In the rose garden, and along that section of the wall included in it, the rich, dry, porous soil glimmered like gold under the sun; and here Selwyn discovered Nina and Eileen busily solicitous over the tender shoots of favourite bushes. A few long-stemmed early rosebuds lay in their baskets; Selwyn drew one through his buttonhole and sat down on a wheelbarrow, amiably disposed to look on and let the others work.

"Not much!" said Nina. "You can start in and 'pinch back' this prairie climber—do you hear, Phil? I won't let you dawdle around and yawn while I'm pricking my fingers every instant! Make him move, Eileen."

Eileen came over to him, fingers doubled into her palm and small thumb extended.

"Thorns and prickles, please," she said; and he took her hand in his and proceeded to extract them while she looked down at her almost invisible wounds, tenderly amused at his fear of hurting her.

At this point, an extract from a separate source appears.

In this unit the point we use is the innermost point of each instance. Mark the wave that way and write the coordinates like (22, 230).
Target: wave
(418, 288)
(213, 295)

"Do you know," she said, "that people are beginning to open their houses yonder?" She nodded toward the west: "The Minsters are on the way to Brookminster, the Orchils have already arrived at Hitherwood House, and the coachmen and horses were housed at Southlawn last night. I rather dread the dinners and country formality that always interfere with the jolly times we have; but it will be rather good fun at the bathing-beach. . . . Do you swim well? But of course you do."

"Pretty well; do you?"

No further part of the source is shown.